A graduate of Georgetown University Law Center in 1976, O’Donoghue joined D.C.’s Covington & Burling in 1977, after clerking for Chief Judge William Jones of the U.S. District Court for the District of Columbia. A few years later, he moved to 18-lawyer Furey, Doolan & Abell, where he is now a partner. He has wealthy clients who acquired their assets in a variety of ways, including real estate investments, professional jobs or businesses, inheritance, and savings. One client earned no more than $60,000 a year, but accumulated $4 million just by saving, O’Donoghue says.

O’Donoghue, though not a litigator, also works on cases where estates are in question. Heated disputes can arise from poorly written wills or simply by the sheer amount of money at stake, he says. O’Donoghue often writes briefs for motions and appellate practice in lawsuits, but trial lawyers in the firm will manage those cases, he says.

Still, litigation can prove costly for individuals, so most of the time the issues are resolved outside the courtroom, O’Donoghue says.

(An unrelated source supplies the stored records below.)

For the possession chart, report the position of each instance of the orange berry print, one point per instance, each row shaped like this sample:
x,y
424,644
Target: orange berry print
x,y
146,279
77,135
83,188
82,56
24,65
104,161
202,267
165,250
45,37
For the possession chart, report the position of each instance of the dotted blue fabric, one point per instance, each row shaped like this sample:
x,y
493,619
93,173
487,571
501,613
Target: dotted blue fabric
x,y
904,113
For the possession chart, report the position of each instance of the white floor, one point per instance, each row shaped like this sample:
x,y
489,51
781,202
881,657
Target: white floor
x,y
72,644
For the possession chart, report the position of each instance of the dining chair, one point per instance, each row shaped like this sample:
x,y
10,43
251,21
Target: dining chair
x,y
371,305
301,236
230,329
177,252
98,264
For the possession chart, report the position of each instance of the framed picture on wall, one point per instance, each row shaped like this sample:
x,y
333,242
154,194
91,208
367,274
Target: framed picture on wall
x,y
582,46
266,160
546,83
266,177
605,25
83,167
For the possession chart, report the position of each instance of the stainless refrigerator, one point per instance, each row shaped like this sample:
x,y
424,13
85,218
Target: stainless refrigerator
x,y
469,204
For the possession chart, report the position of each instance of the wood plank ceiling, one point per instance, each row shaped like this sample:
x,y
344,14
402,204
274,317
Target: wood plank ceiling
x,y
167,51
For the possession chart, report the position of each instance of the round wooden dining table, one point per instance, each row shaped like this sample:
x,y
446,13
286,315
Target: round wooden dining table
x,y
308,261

O’Donoghue says working through the family dynamics in his practice is one of his biggest challenges. The interpersonal issues between family members can become contentious. In those cases, “trusts and estates lawyers can do a lot of good by being a peacemaker.”

Kenneth Foster Jr., a retired senior vice president and trust officer of Riggs Bank, is familiar with O’Donoghue’s estates and trusts practice, having worked with him for 25 years as Riggs Bank served as executive trustee and executor of estates. Foster, while settling these estates, would work with lawyers who had mutual clients. Foster calls O’Donoghue one of the best at his job, commending O’Donoghue’s ability to draft documents that fit a client’s needs. “He understands the business, which not all lawyers do,” Foster says.

O’Donoghue also has a talent for understanding the workings of real estate and other entities, Foster says. “He understands strange and interesting assets, and we had a lot of those with Riggs,” Foster says.

O’Donoghue was chair of the Maryland State Bar Association’sTrusts and Estates Section, as well as a member of the D.C. Estate Planning Council and the Suburban Maryland Estate Planning Council. He also is a fellow of the American College of Trust and Estate Counsel, an organization of a select group of estate planning and probate attorneys.

Despite the credentials, perhaps the best commentary on his work, he says, would come from a client who values his advice or when “someone who doesn’t generally like lawyers likes you.”